Defining the tool (lines 24-36):

import { Type, type ToolDef } from '@flue/sdk/client';

const calculator: ToolDef = {
  name: 'calculator',
  description: 'Perform arithmetic. Returns the numeric result as a string.',
  parameters: Type.Object({
    expression: Type.String({
      description: 'A math expression like "2 + 3"',
    }),
  }),
  async execute(args) {
    const expr = args.expression as string;
    const result = Function(`"use strict"; return (${expr})`)();
    return String(result);
  },
};

Per-call usage (lines 38-42):

const { text } = await session.prompt(
  'Use the calculator tool to compute 7 * 6. Tell me the result.',
  { tools: [calculator] },
);
console.log(text); // Output includes "42"
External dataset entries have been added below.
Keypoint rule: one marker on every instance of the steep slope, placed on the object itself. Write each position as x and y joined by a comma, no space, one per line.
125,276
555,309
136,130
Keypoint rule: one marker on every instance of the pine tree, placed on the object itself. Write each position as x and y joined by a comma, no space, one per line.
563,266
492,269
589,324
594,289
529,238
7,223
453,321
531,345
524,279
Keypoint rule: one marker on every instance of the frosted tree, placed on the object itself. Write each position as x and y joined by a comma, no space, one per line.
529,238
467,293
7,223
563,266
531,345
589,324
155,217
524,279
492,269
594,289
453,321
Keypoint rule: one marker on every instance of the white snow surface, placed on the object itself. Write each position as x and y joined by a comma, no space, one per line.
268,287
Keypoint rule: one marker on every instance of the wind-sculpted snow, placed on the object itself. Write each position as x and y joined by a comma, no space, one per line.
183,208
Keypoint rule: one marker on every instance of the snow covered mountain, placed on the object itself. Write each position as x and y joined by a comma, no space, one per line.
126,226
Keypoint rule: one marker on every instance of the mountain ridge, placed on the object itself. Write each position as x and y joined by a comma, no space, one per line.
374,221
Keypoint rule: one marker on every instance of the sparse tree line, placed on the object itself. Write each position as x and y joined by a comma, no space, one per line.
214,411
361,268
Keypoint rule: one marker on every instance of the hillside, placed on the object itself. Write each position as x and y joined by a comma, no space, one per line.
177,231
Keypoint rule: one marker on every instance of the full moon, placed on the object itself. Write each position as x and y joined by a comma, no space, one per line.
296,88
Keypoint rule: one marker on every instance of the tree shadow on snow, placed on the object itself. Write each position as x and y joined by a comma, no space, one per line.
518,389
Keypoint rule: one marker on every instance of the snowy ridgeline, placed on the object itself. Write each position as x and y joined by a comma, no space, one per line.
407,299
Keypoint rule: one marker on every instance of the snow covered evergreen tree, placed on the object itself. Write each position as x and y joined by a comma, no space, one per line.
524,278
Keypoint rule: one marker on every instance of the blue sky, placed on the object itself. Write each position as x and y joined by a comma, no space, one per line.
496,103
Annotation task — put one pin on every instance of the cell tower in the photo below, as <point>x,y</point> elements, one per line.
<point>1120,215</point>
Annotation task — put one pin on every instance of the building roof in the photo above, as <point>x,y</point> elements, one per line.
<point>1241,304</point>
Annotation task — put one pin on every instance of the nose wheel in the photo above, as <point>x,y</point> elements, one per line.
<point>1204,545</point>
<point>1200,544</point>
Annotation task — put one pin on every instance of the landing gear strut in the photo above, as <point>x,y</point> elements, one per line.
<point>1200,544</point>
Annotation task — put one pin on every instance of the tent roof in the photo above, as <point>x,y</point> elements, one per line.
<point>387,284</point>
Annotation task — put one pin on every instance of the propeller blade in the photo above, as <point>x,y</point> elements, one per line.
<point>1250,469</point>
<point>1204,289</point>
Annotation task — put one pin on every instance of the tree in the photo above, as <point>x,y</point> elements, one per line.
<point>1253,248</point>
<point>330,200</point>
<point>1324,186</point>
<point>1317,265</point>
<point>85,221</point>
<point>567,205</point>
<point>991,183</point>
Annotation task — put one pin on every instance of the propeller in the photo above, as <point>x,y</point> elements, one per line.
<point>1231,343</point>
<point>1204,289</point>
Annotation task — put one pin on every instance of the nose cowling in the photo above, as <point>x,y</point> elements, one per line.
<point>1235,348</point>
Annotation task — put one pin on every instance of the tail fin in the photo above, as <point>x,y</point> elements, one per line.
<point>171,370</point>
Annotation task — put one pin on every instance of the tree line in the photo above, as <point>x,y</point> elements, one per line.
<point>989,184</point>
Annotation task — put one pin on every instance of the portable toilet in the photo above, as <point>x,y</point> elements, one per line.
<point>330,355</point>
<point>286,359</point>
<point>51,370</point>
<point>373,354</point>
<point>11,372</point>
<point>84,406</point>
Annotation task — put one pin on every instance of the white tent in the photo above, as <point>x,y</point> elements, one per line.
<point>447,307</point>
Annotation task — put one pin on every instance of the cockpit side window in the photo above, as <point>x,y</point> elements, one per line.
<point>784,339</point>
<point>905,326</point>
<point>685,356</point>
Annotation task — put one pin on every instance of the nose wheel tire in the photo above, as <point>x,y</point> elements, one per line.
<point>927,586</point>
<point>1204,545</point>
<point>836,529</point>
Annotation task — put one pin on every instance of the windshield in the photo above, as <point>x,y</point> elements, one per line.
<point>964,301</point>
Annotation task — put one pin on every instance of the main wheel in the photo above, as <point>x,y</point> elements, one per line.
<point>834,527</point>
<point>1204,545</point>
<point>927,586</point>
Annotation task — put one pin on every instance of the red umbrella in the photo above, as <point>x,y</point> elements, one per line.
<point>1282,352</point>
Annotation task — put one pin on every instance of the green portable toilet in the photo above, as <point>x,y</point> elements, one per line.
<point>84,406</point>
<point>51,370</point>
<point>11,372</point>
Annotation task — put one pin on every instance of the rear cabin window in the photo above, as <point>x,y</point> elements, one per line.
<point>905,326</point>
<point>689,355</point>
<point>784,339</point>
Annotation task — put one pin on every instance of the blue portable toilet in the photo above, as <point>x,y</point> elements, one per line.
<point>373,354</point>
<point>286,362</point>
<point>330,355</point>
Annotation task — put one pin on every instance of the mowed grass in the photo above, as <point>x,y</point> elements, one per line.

Using tools in delegated tasks (lines 45-57):

await session.shell('mkdir -p /tmp/task-workspace');
await session.shell(
  'echo "You are a math helper. Always respond with just the numeric answer." > /tmp/task-workspace/AGENTS.md',
);

const taskResponse = await session.prompt(
  'Use the task tool with cwd /tmp/task-workspace to ask: "What is 100 + 23?"',
);
console.log(taskResponse.text); // → "123"

Summary

  • The ToolDef interface in packages/sdk/src/types.ts requires name, description, parameters (JSON Schema), and an async execute function.
  • Flue validates custom tools in Session.createCustomTools to prevent naming collisions with built-ins and ensure uniqueness.
  • Register tools globally via init({ tools }) in packages/sdk/src/harness.ts or per-call via the tools option on specific methods.
  • The execution wrapper formats results as structured content objects and respects AbortSignal for cancellation.
  • Custom tools coexist with built-in tools, extending agent capabilities without replacing core functionality.

Frequently Asked Questions

Can custom tools override Flue's built-in tools like task or shell?

No. The validation logic in packages/sdk/src/session.ts explicitly checks custom tool names against BUILTIN_TOOL_NAMES. If a collision is detected, Flue throws a validation error before the session begins, ensuring built-in tools remain accessible.

How does Flue handle errors thrown inside a tool's execute function?

When the execute function throws an error, Flue catches it and formats the result as a tool-error message that is visible to the LLM. This allows the model to potentially retry with different parameters or report the failure to the user, maintaining conversational continuity.

What is the difference between the ToolDef interface and the internal AgentTool?

ToolDef is the public SDK interface you implement when defining custom functionality. AgentTool is Flue's internal representation created by Session.createCustomTools that wraps your execute method, handles JSON argument parsing, manages AbortSignal propagation, and formats the return value according to the expected conversation protocol.

Can I register tools after initializing a session?

No. Tools must be registered either during the init call for global availability or at the time of specific method invocations (prompt, skill, task). There is no dynamic registration API for modifying active tool sets mid-session.